SCOTUS to Hear CGRS’ Challenge to ‘Remain in Mexico’ Policy

The Supreme Court has agreed to review a Ninth Circuit decision that held illegal a Trump administration policy that forces asylum seekers to wait in Mexico in dangerous conditions as their claims for protection in the United States are considered.

The American Civil Liberties Union, Center for Gender & Refugee Studies, and Southern Poverty Law Center are challenging the policy, which was blocked by a federal court in California last year, but has remained in effect due to court-ordered stays as the case is litigated.

“Asylum seekers face grave danger every day this illegal and depraved policy is in effect. The courts have repeatedly ruled against it, and the Supreme Court should as well,” said Judy Rabinovitz, ACLU attorney and lead counsel in the litigation.

The lawsuit was filed on behalf of 11 individual asylum seekers forcibly returned to Mexico, and organizational plaintiffs Innovation Law Lab, the Central American Resource Center of Northern California, Centro Legal de la Raza, the University of San Francisco School of Law Immigration and Deportation Defense Clinic, Al Otro Lado, and the Tahirih Justice Center.

“It has been over a year since a federal district court struck down the administration’s illegal policy of forcing asylum seekers to wait in Mexico,” said CGRS Legal Director Blaine Bookey. “Yet thousands of families remain stranded in increasingly perilous conditions, where many have faced brutal violence and homelessness. We will continue the fight to stop this cruelty once and for all.”
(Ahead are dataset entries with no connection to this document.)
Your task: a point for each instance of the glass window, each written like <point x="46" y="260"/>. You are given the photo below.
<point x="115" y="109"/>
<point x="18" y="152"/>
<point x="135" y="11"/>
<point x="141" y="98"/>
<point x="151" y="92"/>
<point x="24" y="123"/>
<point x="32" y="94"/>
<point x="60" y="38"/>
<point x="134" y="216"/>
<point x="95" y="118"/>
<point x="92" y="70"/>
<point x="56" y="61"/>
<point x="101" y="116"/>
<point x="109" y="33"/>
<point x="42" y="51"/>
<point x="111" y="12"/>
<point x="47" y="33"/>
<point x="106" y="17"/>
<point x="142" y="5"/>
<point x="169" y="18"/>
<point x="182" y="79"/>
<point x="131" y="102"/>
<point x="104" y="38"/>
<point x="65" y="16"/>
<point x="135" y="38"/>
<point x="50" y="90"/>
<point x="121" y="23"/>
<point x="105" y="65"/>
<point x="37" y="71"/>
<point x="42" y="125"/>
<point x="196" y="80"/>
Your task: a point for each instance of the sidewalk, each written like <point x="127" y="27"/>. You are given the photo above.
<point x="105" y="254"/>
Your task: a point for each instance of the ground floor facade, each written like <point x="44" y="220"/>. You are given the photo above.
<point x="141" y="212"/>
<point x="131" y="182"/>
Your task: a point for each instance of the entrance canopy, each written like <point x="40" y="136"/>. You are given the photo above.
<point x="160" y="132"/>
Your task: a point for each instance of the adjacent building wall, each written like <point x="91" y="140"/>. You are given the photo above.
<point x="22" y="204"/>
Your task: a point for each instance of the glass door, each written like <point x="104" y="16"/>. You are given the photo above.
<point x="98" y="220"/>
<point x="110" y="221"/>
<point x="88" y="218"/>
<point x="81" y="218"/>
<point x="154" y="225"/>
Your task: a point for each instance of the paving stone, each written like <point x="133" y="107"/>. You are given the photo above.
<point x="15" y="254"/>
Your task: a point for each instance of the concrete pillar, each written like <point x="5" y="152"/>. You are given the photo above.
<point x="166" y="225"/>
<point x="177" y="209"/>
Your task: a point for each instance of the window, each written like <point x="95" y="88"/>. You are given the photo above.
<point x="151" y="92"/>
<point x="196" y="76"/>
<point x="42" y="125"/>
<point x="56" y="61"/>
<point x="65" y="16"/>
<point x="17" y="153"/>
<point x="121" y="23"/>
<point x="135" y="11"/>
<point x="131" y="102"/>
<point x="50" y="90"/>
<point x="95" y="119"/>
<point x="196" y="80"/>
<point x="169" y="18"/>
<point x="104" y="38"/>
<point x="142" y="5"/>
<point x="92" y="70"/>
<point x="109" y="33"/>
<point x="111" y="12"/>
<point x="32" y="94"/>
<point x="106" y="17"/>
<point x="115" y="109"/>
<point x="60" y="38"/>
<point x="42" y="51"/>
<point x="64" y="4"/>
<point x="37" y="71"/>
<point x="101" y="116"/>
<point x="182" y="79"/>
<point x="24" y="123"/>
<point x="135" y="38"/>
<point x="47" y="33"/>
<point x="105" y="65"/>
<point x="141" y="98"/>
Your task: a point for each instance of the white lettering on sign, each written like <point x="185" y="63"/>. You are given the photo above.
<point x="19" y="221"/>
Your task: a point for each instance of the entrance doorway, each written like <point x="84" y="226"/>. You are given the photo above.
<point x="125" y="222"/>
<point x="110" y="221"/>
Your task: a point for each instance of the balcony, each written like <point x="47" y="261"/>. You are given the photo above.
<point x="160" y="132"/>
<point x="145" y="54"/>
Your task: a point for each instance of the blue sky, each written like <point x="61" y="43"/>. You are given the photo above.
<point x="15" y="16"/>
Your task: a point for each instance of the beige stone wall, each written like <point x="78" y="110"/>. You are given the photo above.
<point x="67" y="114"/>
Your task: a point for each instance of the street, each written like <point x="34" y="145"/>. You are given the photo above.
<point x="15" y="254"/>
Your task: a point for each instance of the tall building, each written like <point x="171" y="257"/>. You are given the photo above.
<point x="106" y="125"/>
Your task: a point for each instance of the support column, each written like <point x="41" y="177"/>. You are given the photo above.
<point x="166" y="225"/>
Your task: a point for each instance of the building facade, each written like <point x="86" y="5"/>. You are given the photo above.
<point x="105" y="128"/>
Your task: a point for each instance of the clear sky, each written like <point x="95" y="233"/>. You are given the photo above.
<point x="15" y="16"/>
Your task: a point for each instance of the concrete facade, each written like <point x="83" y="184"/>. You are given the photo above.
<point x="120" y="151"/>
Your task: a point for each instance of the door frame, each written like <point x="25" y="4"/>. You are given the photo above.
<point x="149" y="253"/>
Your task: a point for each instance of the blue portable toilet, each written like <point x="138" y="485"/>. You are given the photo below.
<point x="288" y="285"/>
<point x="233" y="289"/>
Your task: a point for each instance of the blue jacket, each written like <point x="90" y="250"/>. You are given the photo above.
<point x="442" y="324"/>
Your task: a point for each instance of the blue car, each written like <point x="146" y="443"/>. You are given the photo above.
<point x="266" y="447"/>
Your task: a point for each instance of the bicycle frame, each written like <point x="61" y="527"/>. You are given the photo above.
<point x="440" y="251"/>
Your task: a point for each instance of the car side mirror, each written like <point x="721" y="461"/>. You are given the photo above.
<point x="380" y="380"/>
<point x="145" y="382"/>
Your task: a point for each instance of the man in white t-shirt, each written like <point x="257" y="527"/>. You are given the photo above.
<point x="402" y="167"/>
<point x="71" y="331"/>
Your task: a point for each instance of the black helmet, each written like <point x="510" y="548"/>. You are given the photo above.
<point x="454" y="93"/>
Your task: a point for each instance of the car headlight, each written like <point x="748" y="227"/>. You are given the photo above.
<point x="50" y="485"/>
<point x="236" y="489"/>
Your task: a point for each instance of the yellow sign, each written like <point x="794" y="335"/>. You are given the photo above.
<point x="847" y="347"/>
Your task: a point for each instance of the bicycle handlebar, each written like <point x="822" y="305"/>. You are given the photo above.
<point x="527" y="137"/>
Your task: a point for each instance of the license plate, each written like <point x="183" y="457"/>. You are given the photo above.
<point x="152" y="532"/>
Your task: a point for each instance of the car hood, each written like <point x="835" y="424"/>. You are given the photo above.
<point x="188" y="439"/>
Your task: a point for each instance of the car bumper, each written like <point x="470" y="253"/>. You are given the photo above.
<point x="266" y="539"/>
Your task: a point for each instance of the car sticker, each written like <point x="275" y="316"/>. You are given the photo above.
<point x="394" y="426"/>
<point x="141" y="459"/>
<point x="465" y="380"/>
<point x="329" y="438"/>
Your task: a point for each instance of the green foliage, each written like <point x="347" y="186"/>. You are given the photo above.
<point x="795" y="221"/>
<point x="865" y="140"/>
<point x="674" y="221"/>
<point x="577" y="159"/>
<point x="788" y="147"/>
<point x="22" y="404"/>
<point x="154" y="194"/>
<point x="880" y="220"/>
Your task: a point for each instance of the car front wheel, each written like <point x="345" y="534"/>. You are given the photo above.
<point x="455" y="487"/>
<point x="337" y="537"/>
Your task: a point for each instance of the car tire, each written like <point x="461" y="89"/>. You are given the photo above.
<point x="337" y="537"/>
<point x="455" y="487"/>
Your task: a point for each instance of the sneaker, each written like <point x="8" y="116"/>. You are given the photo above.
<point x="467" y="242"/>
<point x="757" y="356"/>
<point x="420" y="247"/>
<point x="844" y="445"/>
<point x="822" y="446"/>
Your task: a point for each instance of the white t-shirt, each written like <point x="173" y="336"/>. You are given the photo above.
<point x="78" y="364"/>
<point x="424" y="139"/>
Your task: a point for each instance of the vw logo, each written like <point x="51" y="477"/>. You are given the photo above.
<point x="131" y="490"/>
Blaine Bookey, CGRS Legal Director

Blaine Bookey, CGRS Legal Director

The case cites violations of the Immigration and Nationality Act, the Administrative Procedure Act, as well as the United States’ duty under international human rights law not to return people to dangerous conditions.

“This only prolongs an immoral, unlawful policy that forces individuals to languish under dangerous conditions in Mexico in order to seek asylum in the United States,” said Melissa Crow, senior supervising attorney with SPLC’s Immigrant Justice Project. “If there is a new administration come next year, ending this policy and the myriad of others the Trump administration has implemented to eviscerate the rights of people seeking asylum must be a top priority.”